Kaldı ki, altılı masadakiler bile bu noktada “kararsızlık” içerisinde bulunuyorlar.. Yüksek oranda tereddütleri vaki.. Hem fikir de değiller… Birebir sohbetlerde, “sistemle” alakalı, dozajlı “kem kümlerine” vakıf oluyorsunuz.. Şu şöyle, bu böyle, ama özünde hep Cumhurbaşkanı Erdoğan’ın ortaya koyduğu “stratejik hamlelere, AK Parti'nin benimsediği siyasete tepki var; Erdoğan düşmanlığı!!…”

***

Önceki gün, radikal bir muhalif isimle sohbet ediyorum, “Büyüktimurla Gündem” programımız öncesi!.. Ki altılı masada temsiliyet alan partiden isimler de sohbette müdahil oldular.. Mevcut “Partili Cumhurbaşkanlığı” sistemine getirdikleri tek eleştiri; KHK’lar! İyi de, yasadan ilham almayan bir KHK söz konusu olamayacağı gibi, önüne geldiği gibi KHK da çıkaramaz! Belki üzerinde tartışılır, ama geriye dönüşe gerekçe olamaz!

***

Neyse! Tek adam tartışmasında şu sorum oldu?
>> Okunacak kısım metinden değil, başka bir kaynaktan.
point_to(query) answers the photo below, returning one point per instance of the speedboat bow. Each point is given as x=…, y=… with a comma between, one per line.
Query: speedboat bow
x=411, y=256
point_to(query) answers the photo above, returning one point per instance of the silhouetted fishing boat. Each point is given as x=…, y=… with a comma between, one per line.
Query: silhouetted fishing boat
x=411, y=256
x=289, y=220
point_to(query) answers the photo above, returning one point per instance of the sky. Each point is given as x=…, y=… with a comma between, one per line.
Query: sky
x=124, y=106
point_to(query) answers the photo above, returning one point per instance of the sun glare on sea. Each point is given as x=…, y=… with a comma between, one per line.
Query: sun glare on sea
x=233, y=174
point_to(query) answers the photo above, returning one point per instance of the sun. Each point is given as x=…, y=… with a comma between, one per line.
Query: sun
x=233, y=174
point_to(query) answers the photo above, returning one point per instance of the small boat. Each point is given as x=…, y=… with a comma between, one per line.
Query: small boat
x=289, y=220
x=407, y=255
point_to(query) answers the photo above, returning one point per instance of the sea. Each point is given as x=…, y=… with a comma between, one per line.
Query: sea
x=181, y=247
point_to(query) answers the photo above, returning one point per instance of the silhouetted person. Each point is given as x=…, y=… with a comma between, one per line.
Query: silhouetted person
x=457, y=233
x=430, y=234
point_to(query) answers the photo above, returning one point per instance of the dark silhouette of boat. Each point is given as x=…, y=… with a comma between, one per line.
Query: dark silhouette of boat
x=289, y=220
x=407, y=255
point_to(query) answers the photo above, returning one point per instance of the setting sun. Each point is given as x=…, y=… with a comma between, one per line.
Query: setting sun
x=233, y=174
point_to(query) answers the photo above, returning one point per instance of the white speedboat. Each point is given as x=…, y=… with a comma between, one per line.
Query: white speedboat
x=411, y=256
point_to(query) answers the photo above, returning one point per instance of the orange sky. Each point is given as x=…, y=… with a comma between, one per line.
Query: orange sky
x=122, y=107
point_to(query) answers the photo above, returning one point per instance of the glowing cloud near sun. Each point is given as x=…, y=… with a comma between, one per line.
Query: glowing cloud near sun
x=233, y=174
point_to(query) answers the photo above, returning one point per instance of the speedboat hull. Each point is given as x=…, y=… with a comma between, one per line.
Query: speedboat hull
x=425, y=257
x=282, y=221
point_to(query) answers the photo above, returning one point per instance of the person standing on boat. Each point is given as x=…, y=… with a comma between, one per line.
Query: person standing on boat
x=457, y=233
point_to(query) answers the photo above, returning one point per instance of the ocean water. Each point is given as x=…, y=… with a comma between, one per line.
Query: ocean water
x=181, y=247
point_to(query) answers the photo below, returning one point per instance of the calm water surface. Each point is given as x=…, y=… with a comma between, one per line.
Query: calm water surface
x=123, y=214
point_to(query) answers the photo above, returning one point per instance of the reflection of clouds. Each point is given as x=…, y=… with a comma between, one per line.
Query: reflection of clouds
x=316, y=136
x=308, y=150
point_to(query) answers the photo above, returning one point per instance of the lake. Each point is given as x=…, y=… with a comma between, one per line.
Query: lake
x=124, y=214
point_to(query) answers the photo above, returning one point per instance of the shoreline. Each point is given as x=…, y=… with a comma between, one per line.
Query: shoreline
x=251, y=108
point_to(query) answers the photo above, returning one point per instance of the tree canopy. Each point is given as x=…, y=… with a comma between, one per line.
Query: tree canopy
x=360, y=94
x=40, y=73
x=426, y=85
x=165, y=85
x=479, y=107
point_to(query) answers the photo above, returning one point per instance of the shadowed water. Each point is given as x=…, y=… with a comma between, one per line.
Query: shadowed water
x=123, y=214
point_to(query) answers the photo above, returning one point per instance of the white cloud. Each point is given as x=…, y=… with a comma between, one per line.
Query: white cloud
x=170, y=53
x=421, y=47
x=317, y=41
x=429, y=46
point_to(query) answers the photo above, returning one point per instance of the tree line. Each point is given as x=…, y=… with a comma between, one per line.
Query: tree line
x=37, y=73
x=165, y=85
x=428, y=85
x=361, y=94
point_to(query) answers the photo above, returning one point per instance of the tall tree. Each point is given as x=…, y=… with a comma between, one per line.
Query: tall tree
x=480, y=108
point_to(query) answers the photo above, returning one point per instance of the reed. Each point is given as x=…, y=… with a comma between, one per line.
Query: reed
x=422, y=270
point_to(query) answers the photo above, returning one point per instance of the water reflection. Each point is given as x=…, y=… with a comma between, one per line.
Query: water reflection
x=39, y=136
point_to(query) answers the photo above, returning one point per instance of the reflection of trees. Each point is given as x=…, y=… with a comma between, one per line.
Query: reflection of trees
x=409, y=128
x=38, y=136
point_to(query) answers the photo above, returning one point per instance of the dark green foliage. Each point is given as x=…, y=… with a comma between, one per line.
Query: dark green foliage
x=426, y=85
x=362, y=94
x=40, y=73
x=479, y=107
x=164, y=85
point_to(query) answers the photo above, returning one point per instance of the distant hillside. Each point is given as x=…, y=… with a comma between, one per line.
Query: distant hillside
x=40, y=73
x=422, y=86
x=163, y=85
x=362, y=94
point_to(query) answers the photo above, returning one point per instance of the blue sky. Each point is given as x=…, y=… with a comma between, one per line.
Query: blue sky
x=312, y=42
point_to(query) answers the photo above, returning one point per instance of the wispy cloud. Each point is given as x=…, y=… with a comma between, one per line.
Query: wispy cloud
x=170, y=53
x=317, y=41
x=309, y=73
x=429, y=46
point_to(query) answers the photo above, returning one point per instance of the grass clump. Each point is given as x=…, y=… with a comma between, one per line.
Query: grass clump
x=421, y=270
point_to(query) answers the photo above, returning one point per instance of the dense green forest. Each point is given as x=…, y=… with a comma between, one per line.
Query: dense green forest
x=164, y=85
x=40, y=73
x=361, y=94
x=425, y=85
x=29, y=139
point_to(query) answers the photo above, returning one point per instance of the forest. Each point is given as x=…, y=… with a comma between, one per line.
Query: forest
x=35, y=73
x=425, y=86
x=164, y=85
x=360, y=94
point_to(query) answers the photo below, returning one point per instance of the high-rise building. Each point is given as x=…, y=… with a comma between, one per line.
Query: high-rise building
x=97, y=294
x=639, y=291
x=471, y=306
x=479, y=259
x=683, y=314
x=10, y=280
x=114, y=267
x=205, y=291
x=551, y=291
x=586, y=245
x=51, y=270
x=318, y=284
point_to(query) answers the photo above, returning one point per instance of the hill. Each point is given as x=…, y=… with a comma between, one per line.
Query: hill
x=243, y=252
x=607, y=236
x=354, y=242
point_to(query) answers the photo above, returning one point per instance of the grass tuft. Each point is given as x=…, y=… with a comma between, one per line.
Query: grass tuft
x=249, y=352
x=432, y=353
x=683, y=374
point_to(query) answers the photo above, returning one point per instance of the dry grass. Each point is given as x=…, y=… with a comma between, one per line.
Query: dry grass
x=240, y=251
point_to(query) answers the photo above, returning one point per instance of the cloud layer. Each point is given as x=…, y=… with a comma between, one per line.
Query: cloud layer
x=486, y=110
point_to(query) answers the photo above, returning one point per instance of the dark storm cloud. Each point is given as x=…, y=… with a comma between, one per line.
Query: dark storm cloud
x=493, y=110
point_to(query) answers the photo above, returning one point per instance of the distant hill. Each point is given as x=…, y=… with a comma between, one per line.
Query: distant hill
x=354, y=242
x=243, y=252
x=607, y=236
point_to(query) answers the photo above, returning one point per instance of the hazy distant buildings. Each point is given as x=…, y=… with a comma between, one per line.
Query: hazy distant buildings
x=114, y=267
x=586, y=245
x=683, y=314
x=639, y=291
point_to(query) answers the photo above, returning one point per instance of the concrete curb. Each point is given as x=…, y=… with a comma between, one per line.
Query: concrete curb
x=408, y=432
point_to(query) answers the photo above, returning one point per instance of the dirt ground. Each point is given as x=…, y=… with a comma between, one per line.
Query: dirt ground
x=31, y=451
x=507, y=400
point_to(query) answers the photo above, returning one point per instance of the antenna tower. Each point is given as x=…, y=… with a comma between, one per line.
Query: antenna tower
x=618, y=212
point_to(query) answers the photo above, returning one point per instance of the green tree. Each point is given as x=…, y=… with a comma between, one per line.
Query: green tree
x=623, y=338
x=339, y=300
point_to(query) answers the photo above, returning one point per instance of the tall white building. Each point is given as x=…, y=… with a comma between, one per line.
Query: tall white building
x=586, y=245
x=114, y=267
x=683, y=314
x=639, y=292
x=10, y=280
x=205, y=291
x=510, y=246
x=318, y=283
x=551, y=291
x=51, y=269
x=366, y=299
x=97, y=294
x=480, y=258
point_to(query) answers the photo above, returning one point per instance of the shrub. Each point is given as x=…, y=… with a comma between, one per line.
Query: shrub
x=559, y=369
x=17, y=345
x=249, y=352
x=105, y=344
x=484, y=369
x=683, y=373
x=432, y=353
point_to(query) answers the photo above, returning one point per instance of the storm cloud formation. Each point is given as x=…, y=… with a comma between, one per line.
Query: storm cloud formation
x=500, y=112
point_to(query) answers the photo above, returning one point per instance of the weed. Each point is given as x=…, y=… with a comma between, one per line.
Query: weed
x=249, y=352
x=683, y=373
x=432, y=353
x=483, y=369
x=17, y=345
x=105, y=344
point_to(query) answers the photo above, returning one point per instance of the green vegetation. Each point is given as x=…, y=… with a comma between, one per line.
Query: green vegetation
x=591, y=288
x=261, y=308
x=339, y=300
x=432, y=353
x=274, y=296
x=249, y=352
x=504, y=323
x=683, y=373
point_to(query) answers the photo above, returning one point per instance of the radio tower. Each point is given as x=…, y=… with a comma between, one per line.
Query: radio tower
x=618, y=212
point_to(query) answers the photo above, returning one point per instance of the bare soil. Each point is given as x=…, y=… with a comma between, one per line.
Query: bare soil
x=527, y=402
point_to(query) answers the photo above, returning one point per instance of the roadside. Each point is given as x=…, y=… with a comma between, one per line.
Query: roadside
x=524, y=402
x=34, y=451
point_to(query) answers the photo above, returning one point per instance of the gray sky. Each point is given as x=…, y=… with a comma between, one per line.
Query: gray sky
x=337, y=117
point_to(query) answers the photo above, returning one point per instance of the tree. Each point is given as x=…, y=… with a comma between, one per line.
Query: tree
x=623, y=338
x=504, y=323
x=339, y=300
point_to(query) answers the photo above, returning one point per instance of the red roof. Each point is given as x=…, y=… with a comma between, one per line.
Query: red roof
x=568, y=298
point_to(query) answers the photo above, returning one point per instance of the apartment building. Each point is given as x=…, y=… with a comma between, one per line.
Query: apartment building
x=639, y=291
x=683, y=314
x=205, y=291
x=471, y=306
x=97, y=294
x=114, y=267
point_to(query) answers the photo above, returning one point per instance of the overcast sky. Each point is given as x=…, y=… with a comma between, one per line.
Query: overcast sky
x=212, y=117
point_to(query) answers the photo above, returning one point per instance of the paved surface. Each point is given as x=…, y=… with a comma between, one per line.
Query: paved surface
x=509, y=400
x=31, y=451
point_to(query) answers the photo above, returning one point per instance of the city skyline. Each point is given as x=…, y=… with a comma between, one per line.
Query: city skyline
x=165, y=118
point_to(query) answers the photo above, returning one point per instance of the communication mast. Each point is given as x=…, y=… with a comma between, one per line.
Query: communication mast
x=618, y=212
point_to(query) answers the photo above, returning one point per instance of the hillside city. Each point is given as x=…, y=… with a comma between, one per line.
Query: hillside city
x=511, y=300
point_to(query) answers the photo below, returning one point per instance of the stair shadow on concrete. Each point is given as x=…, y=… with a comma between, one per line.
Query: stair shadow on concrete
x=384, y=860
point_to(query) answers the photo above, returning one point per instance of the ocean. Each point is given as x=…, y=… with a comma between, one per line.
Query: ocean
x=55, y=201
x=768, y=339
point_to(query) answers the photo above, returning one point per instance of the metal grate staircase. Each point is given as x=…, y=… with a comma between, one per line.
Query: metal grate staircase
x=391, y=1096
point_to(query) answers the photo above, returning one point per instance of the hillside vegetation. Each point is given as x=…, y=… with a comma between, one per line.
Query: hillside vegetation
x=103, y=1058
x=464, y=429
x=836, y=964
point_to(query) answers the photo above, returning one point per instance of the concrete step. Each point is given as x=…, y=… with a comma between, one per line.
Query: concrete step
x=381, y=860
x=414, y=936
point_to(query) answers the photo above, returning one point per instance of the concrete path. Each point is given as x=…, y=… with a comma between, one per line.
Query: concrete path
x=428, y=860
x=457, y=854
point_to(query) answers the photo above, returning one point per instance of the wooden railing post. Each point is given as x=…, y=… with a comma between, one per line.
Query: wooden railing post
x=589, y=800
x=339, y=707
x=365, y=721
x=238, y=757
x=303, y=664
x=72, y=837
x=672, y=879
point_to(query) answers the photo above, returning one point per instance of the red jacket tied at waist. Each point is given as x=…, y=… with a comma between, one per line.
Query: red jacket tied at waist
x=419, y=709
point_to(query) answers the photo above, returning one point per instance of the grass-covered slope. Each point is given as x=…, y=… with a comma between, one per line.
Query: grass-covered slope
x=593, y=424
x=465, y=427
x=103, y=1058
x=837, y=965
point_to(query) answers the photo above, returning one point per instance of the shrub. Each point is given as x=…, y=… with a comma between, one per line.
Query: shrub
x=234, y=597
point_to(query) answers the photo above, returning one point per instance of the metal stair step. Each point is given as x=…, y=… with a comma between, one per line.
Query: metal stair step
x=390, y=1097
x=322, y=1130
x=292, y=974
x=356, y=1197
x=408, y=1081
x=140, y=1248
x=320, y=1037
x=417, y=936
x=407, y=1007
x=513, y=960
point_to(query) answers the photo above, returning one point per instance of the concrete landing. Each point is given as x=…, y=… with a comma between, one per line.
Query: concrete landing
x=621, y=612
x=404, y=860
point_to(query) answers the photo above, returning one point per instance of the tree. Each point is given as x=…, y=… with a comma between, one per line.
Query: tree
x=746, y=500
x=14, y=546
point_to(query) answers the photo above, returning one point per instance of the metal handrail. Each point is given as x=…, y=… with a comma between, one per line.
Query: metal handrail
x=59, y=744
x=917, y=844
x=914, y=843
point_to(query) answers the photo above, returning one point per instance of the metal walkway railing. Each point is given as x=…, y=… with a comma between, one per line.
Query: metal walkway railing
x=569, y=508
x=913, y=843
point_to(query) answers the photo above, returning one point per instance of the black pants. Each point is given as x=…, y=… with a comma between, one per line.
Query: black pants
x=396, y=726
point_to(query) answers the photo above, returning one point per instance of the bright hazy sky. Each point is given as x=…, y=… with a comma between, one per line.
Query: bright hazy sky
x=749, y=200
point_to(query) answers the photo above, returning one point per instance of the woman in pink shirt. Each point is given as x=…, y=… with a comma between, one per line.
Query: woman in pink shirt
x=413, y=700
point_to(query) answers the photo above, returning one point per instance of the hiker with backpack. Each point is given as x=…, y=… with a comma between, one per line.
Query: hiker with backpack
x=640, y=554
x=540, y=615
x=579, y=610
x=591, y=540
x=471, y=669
Sizin “adayınız” velev ki, kazandı? Ve Mevcut sistemle, Cumhurbaşkanlığı koltuğuna oturdu.. Siz o yetkilerini devredeceğine inanıyor musunuz?!.. Ya da kendisine tanıdığınız iki yıl süre sonrasında; “hadi istifa et” çağrı ve beklentinize “ben istifa etmiyorum” dese!.. Sahi ya ne yaparsınız, ya da ne yapabilirsiniz?!…

***

Bir protokol olmadığına göre, ki noter anlaşmanız da yok!.. Bir anayasa değişikliği de söz konusu değil!..  O zaman; niye yetkisini devretsin, ya da istifa etsin.. “Ben bu görevi bırakıyorum” desin.. Cumhurbaşkanlığı makamını, daha üç yıl süreyle yönetebilecek zamanı elinde var iken, bırakıp, gider mi?.. Ne mümkün?. Örneği Muharrem İnce.. Gücü aldı, yeni bir yola girdi?!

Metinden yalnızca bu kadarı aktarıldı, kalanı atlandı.